# Data

Мы используем следующий датасет для файнтюнинга:

- [датасет](https://zenodo.org/record/7695390) из [недавнего исследования](https://www.biorxiv.org/content/10.1101/2023.04.10.536208v1) с названиями и лейблами статей из PubMed. 

В нём 20 миллионов статей, но приведены только заголовки (без абстрактов — их можно дополнительно [получить](https://www.nlm.nih.gov/databases/download/pubmed_medline.html) по PMID статей). Файнтюнинг модели на таком объёме данных потребует определённых времени и вычислительных ресурсов (примерные затраты [приведены в статье](https://www.biorxiv.org/content/10.1101/2023.04.10.536208v1)), поэтому ниже мы воспользуемся упрощённым датасетом и будем тренировать только на заголовках статей.

# Models

В качестве базовой модели мы используем BERT, натренированный на биомедицинских данных (из PubMed). 

- [BiomedNLP-PubMedBERT](https://huggingface.co/microsoft/BiomedNLP-PubMedBERT-base-uncased-abstract)

---

# Imports

In [1]:
import torch
import transformers
import numpy as np
import pandas as pd
from tqdm import tqdm

import torch
from datasets import Dataset, ClassLabel
from transformers import AutoTokenizer, AutoModelForMaskedLM, AutoModelForSequenceClassification
from transformers import TrainingArguments, Trainer
from transformers import pipeline
import evaluate

# Load data

Загрузим данные для файнтюнинга — в частности, нам понадобятся названия статей и теги (абстрактов в этих данных нет).

In [2]:
df = pd.read_csv("pubmed_landscape_data.csv")

In [62]:
df = df[df.Labels != "unlabeled"]
df = df[~df.Title.isnull()]

In [63]:
print(df.shape)
df.head(5)

(7123406, 10)


Unnamed: 0,Title,Journal,PMID,Year,x,y,Labels,Colors,text,label
18,Determination of some in vitro growth requirem...,Journal of general microbiology,1133574,1975.0,-140.83,26.596,microbiology,#B79762,Determination of some in vitro growth requirem...,microbiology
19,Degradation of agar by a gram-negative bacterium.,Journal of general microbiology,1133575,1975.0,-72.913,-4.436,microbiology,#B79762,Degradation of agar by a gram-negative bacterium.,microbiology
20,Choroid plexus isografts in rats.,Journal of neuropathology and experimental neu...,1133586,1975.0,-46.561,96.421,neurology,#009271,Choroid plexus isografts in rats.,neurology
29,Preliminary report on a mass screening program...,The Journal of pediatrics,1133648,1975.0,45.033,39.256,pediatric,#004D43,Preliminary report on a mass screening program...,pediatric
30,Hepatic changes in young infants with cystic f...,The Journal of pediatrics,1133649,1975.0,118.38,61.87,pediatric,#004D43,Hepatic changes in young infants with cystic f...,pediatric


In [76]:
df.columns = ['text', 'journal', 'pmid', 'year', 'x', 'y', 'label', 'color']  # no abstract in this dataset

In [None]:
# Use subset of the data for faster training
df = df.head(1_000_000)

## Labels

Будем использовать размеченные лейблы для статей:

In [72]:
categories = np.unique(df['label'])
num_labels = len(categories)
print(f"Total: {num_labels} labels such as {categories[0]}, {categories[1]}, ..., {categories[-1]}")

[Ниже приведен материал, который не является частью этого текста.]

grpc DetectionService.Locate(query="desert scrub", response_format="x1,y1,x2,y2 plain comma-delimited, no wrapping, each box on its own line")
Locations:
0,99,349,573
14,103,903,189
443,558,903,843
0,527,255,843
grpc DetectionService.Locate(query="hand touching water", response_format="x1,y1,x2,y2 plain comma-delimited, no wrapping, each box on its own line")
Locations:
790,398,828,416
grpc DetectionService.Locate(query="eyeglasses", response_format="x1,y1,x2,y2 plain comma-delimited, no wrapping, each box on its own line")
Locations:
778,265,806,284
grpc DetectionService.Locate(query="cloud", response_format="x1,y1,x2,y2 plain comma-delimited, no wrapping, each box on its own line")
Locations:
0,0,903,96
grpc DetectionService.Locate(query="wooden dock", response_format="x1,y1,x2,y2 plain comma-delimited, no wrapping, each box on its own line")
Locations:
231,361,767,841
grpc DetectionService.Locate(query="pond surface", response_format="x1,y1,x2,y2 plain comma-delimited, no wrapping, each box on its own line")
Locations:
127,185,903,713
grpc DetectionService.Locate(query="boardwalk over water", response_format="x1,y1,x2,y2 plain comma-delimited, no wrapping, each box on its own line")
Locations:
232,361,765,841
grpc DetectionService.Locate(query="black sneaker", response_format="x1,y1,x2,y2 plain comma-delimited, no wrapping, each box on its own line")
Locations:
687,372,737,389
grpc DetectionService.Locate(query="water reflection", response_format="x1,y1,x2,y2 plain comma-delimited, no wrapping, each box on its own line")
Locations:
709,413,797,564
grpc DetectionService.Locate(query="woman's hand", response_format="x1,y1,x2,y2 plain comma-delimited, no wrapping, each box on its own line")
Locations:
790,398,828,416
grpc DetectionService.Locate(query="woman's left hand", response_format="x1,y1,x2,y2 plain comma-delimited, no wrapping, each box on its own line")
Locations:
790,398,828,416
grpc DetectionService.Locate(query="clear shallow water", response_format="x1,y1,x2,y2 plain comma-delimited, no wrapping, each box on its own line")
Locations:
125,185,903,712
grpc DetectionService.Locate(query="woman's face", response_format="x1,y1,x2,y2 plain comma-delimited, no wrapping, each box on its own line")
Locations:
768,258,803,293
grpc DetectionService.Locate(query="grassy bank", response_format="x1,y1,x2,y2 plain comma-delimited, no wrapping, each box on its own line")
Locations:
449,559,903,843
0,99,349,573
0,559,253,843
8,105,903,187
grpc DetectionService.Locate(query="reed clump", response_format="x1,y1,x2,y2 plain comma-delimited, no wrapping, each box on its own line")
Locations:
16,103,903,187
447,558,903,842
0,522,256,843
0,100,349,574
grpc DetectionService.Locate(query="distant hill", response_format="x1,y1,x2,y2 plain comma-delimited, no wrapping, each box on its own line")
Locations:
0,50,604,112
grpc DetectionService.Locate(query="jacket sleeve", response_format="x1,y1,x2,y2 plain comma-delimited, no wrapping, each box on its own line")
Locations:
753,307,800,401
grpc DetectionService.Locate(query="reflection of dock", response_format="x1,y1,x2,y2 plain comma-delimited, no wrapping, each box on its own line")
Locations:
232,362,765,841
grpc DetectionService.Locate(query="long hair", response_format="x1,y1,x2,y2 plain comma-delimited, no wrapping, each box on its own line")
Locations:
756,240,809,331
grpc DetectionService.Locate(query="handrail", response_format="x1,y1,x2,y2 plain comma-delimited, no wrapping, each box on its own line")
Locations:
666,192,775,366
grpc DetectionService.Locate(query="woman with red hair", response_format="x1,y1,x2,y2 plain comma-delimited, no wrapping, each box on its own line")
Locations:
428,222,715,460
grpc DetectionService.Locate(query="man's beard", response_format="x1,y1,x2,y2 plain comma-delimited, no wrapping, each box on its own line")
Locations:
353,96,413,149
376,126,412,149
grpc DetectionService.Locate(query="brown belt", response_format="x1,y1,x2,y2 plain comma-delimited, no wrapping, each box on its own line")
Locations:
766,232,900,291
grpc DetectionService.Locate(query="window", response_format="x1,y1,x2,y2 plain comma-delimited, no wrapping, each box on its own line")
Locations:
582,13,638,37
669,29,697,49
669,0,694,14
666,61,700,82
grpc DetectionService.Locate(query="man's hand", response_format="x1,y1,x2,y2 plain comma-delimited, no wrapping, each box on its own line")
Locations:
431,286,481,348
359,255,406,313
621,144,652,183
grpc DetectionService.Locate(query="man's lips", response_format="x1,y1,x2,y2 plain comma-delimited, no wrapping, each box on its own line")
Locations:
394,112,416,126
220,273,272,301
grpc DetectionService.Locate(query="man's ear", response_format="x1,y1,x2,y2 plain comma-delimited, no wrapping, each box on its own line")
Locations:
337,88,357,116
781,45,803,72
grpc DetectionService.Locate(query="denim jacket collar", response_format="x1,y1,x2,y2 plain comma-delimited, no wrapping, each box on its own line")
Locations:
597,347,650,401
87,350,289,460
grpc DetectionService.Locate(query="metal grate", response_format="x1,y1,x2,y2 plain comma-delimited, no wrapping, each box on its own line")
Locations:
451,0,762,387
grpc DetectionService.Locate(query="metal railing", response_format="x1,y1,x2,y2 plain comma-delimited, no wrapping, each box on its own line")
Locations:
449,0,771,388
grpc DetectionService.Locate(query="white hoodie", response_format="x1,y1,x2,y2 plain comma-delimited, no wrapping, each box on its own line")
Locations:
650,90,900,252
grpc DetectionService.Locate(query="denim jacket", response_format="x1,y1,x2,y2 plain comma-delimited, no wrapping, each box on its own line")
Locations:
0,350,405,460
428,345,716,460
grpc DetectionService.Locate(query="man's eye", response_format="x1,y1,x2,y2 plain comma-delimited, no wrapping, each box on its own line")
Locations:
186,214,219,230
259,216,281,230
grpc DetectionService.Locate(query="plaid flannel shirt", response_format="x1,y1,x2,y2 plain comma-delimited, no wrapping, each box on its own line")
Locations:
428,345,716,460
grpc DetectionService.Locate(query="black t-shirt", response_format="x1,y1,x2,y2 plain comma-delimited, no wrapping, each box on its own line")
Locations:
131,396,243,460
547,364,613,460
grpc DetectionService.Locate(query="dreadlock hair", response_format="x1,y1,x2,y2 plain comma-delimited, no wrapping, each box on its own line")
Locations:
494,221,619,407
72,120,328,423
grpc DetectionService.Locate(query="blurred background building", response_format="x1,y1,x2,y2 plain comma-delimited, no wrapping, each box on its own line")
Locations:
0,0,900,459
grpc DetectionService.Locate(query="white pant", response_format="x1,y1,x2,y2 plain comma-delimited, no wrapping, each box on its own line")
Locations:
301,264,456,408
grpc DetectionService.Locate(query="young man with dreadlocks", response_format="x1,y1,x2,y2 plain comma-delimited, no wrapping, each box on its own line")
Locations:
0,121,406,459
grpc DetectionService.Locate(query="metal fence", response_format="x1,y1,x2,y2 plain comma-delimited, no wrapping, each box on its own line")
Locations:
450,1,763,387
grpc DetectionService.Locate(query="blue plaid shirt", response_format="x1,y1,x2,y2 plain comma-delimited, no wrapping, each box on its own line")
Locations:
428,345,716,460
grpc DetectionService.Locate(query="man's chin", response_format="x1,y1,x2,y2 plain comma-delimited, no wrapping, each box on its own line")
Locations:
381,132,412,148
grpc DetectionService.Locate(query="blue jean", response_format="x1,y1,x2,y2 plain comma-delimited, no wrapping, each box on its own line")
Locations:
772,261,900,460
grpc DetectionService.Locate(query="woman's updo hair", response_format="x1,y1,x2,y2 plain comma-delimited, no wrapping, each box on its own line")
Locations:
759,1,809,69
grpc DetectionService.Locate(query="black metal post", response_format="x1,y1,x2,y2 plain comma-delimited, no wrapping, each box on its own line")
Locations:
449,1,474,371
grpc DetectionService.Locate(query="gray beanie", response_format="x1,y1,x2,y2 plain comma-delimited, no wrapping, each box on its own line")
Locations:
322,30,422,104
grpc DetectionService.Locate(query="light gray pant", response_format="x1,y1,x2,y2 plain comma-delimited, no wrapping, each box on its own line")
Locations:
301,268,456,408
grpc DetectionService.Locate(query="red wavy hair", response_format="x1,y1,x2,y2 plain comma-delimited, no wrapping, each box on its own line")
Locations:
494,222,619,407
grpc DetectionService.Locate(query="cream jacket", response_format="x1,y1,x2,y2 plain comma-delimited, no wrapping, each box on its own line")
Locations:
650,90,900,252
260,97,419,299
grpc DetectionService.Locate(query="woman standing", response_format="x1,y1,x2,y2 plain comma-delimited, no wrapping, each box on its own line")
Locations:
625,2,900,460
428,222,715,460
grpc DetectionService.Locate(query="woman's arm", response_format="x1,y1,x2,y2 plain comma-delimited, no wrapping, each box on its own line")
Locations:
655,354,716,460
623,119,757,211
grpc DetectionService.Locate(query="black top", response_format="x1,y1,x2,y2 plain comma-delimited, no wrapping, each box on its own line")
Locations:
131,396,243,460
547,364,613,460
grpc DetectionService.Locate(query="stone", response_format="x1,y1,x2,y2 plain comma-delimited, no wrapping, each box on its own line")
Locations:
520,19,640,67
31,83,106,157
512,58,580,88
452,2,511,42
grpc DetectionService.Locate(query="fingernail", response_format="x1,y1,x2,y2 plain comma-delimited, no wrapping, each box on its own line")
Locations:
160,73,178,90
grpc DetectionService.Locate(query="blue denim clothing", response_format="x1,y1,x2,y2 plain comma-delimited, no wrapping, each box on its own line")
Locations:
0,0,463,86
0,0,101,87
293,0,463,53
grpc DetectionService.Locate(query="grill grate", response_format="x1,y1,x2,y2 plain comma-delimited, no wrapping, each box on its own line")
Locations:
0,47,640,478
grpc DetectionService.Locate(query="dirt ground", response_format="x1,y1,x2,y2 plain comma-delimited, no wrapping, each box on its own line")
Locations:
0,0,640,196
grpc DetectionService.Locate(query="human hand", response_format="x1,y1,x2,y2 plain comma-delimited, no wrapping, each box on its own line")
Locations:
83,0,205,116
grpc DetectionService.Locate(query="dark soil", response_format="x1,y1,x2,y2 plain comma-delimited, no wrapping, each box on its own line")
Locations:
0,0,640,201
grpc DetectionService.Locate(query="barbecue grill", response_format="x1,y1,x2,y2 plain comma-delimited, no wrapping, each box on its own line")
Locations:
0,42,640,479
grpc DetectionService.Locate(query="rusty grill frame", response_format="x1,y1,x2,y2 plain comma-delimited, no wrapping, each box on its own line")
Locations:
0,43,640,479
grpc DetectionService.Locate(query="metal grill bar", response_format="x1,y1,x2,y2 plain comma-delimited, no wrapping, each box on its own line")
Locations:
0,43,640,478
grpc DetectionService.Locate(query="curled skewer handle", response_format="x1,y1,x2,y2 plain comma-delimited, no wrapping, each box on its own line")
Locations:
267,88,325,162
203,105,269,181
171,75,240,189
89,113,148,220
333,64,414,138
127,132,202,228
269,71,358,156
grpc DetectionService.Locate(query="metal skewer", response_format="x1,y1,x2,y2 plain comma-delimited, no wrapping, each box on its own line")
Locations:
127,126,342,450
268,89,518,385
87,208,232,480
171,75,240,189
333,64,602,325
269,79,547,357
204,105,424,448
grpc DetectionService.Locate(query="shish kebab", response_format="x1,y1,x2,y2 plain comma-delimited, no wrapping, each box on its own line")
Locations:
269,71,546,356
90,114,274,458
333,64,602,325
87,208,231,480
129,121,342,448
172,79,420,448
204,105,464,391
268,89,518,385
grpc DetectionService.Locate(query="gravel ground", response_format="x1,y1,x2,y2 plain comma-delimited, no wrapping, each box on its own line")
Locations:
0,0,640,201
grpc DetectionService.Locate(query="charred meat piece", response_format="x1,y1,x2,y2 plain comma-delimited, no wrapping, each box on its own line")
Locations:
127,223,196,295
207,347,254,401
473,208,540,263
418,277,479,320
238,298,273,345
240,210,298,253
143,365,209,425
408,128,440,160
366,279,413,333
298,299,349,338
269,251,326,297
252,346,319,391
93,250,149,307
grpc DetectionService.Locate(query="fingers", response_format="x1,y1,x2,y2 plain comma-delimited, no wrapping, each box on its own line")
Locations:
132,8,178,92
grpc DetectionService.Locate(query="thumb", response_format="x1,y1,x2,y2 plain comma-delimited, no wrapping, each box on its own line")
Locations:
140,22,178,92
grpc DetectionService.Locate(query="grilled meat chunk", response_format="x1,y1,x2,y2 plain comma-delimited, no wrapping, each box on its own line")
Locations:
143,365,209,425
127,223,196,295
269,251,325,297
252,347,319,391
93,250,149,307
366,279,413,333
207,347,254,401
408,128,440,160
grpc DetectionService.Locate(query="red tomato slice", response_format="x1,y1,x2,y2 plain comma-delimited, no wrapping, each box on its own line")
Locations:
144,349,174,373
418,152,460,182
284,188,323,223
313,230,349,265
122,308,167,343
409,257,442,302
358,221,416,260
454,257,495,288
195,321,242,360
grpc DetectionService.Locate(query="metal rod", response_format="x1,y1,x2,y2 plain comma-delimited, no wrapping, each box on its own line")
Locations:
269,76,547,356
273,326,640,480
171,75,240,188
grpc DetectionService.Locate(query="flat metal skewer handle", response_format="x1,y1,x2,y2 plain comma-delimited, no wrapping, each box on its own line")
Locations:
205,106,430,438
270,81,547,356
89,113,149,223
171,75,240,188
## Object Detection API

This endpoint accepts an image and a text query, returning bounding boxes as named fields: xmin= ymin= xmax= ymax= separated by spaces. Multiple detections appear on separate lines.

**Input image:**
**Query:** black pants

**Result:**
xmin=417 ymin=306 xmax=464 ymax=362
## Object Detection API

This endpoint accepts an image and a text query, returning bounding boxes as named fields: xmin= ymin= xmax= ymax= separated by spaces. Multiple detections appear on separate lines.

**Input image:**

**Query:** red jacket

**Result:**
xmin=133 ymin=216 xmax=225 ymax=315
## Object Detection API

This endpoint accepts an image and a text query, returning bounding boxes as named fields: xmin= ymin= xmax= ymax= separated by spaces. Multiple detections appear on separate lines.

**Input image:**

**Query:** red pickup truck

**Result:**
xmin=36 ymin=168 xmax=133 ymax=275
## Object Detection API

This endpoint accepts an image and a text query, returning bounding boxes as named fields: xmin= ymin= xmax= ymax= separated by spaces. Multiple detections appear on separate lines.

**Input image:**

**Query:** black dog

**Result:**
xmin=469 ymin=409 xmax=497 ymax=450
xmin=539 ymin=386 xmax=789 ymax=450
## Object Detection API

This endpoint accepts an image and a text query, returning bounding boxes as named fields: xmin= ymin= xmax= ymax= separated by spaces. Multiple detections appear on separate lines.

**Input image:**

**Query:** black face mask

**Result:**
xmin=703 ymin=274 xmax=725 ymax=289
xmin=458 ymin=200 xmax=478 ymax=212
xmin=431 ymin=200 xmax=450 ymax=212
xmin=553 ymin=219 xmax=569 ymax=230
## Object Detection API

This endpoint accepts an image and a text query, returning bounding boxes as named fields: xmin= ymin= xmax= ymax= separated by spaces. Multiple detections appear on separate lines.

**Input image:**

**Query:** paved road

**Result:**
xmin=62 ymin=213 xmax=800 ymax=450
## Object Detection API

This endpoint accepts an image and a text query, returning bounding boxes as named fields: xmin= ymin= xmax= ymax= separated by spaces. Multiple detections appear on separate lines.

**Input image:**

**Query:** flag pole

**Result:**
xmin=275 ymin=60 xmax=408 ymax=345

Total: 38 labels such as anesthesiology, biochemistry, ..., virology


# Model

In [11]:
device = torch.device('cuda' if torch.cuda.is_available() else 'cpu')

Токенайзер (название + абстракт -> токены):

In [12]:
tokenizer = AutoTokenizer.from_pretrained("microsoft/BiomedNLP-PubMedBERT-base-uncased-abstract")

Сама модель, в которой `AutoModelForSequenceClassification` заменит голову для задачи классификации:

In [13]:
model = AutoModelForSequenceClassification.from_pretrained("microsoft/BiomedNLP-PubMedBERT-base-uncased-abstract", num_labels=num_labels).to(device)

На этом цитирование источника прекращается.